Se describió que la cadena intentó vender la explotación de algunas sucursales y rodados en pos de obtener liquidez. Pero que las demoras en las autorizaciones judiciales y las exigencias de tasaciones «imposibles de cumplir» impidieron concretar estas operaciones a tiempo. A su vez remarcan que debido a la falta de resoluciones ágiles, los posibles compradores retiraron sus propuestas, lo que agravó la falta de fondos.
Indicaron que todo eso llevó a la paralización total de la operación por imposibilidad de generar ingresos que le permitan costear los gastos mínimos de operación. Por otro lado la empresa admitió que no cuenta con fuentes de financiamiento ni activos que puedan realizarse rápidamente para generar liquidez.
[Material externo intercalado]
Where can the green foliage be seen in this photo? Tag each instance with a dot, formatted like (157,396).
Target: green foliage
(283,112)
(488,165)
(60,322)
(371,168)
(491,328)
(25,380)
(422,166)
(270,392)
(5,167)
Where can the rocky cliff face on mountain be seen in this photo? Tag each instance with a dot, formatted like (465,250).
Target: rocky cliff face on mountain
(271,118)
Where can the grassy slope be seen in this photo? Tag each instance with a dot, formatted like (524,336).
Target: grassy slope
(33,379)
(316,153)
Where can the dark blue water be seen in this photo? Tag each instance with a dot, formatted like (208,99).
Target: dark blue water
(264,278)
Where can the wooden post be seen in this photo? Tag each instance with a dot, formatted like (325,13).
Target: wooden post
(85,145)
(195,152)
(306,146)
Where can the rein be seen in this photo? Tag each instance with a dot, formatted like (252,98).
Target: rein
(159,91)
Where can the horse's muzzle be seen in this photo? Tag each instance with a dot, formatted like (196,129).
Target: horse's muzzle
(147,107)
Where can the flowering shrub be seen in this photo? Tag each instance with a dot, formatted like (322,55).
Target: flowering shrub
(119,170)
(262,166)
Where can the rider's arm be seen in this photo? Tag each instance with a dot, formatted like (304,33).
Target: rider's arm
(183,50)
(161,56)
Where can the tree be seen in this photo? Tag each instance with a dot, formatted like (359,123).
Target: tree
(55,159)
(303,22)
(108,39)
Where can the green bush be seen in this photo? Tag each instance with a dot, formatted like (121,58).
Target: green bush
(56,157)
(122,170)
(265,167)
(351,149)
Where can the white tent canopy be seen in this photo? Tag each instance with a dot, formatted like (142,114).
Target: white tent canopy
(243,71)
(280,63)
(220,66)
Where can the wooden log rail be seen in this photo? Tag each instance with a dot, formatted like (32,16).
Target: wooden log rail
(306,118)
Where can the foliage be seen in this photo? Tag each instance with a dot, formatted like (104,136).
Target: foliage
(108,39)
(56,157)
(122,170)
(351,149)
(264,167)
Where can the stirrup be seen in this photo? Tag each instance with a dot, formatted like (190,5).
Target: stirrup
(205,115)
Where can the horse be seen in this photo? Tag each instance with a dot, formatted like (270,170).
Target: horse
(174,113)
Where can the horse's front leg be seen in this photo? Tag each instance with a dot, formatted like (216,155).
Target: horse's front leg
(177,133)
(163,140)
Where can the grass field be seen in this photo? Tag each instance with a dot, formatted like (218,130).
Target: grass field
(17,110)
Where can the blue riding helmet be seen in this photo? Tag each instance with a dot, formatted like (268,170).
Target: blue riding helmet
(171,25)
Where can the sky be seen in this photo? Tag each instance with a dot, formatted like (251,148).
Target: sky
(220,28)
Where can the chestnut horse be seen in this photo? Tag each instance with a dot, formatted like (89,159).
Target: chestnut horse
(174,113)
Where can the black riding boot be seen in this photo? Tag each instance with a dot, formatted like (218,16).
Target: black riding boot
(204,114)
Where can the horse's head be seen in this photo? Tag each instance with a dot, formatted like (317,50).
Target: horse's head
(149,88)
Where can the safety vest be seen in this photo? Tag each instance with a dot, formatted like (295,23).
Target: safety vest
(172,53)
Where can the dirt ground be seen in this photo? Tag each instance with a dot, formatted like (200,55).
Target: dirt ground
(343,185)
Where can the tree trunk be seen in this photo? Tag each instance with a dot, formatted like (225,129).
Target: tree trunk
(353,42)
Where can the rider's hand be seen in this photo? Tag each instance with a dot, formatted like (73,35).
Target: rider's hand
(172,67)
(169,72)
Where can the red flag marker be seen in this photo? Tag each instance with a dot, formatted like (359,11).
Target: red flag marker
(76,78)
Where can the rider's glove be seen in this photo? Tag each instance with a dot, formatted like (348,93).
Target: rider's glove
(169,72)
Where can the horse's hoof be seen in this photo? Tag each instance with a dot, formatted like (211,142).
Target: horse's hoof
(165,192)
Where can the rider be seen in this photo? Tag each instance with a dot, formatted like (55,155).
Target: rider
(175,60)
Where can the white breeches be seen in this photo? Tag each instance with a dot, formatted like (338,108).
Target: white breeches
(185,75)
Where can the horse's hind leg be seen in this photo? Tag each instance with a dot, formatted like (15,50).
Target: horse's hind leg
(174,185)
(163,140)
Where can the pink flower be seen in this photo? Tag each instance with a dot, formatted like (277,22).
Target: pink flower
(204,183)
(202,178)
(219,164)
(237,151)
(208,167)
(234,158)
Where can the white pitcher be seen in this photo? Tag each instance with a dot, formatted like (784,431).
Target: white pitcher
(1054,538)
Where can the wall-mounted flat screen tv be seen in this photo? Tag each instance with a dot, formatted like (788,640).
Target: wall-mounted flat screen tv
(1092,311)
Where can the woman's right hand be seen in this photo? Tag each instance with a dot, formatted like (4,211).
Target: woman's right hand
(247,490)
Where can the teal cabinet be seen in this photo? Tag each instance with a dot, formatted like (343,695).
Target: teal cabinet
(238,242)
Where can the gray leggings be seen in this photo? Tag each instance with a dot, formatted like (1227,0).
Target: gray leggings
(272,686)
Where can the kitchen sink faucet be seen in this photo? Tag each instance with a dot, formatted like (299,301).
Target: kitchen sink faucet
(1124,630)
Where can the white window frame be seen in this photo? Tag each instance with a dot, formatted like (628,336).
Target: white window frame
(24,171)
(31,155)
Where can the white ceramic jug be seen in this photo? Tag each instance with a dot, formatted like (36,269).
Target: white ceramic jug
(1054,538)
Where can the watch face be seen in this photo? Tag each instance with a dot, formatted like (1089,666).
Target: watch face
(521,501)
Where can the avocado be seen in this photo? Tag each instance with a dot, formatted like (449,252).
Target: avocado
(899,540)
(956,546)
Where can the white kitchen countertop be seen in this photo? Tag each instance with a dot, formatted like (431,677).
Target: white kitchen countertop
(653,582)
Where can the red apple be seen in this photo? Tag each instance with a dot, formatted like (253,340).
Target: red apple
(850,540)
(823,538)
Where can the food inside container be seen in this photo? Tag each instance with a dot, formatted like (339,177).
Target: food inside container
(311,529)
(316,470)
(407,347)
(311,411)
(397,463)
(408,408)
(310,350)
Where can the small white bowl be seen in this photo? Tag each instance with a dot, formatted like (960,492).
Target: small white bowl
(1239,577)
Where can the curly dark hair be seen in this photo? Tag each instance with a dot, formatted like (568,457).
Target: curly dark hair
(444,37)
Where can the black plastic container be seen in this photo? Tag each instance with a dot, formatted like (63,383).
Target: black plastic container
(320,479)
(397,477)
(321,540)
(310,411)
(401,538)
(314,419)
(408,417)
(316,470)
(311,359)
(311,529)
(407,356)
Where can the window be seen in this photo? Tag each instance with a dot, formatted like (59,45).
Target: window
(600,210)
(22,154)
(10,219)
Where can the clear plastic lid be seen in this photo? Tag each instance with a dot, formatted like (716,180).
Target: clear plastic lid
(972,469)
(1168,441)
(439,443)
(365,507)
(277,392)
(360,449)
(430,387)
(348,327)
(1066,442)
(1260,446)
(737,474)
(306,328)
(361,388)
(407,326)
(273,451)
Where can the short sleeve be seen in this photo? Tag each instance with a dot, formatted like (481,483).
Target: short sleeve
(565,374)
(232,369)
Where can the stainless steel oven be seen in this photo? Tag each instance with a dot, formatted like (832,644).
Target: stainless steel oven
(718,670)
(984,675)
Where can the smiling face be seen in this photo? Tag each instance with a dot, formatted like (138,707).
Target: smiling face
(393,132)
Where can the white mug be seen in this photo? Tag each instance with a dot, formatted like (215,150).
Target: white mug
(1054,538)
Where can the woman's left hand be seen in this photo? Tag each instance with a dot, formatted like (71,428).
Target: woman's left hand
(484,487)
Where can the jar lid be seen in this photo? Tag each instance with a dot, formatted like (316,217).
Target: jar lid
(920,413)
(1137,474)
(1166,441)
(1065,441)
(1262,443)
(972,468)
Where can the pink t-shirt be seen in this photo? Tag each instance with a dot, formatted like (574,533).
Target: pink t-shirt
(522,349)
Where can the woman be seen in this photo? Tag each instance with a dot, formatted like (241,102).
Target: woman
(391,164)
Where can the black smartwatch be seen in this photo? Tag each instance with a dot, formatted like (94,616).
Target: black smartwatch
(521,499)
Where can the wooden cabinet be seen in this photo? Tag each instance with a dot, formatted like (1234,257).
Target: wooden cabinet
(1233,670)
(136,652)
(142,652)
Indicó que en ese marco tomó la decisión de cerrar las 33 sucursales el viernes 8 de mayo a fin de preservar los activos de la Sociedad y la integridad de los Locales alquilados. La empresa informó que los sueldos de abril de 2026 fueron abonados en un 25% de su valor, encontrándose el 75% restante impago y que tampoco se han abonado los alquileres de ninguno de los locales comerciales. Ver artículo cierre
Energía y Vida de Argentina -tal el nombre de la razón social- había pedido dejar sin efecto la exigencia de contar con una valuación y resolver las autorizaciones sin más trámite. También se había confirmado que la venta de sucursales tampoco resultaría viable en el marco del concurso preventivo.
De modo que ante la Justicia la firma de origen mexicano dejó constancia de que la causa del cierre de las operaciones no es consecuencia de una decisión apresurada, sino de la demora en la resolución de las autorizaciones de venta solicitadas y de la exigencia imposible de cumplir -de una tasación cuasi pericial sobre activos cuyo valor de mercado es intangible.
Así las cosas, concluyó que el concurso preventivo dejó de ser una herramienta viable. Con una firma que no genera ingresos desde el cierre de sus sucursales y un pasivo concursal de magnitud significativa, la única alternativa que resta es la liquidación ordenada del patrimonio a través del proceso de quiebra, que permita la verificación y eventual cobro de los créditos de la manera más equitativa posible.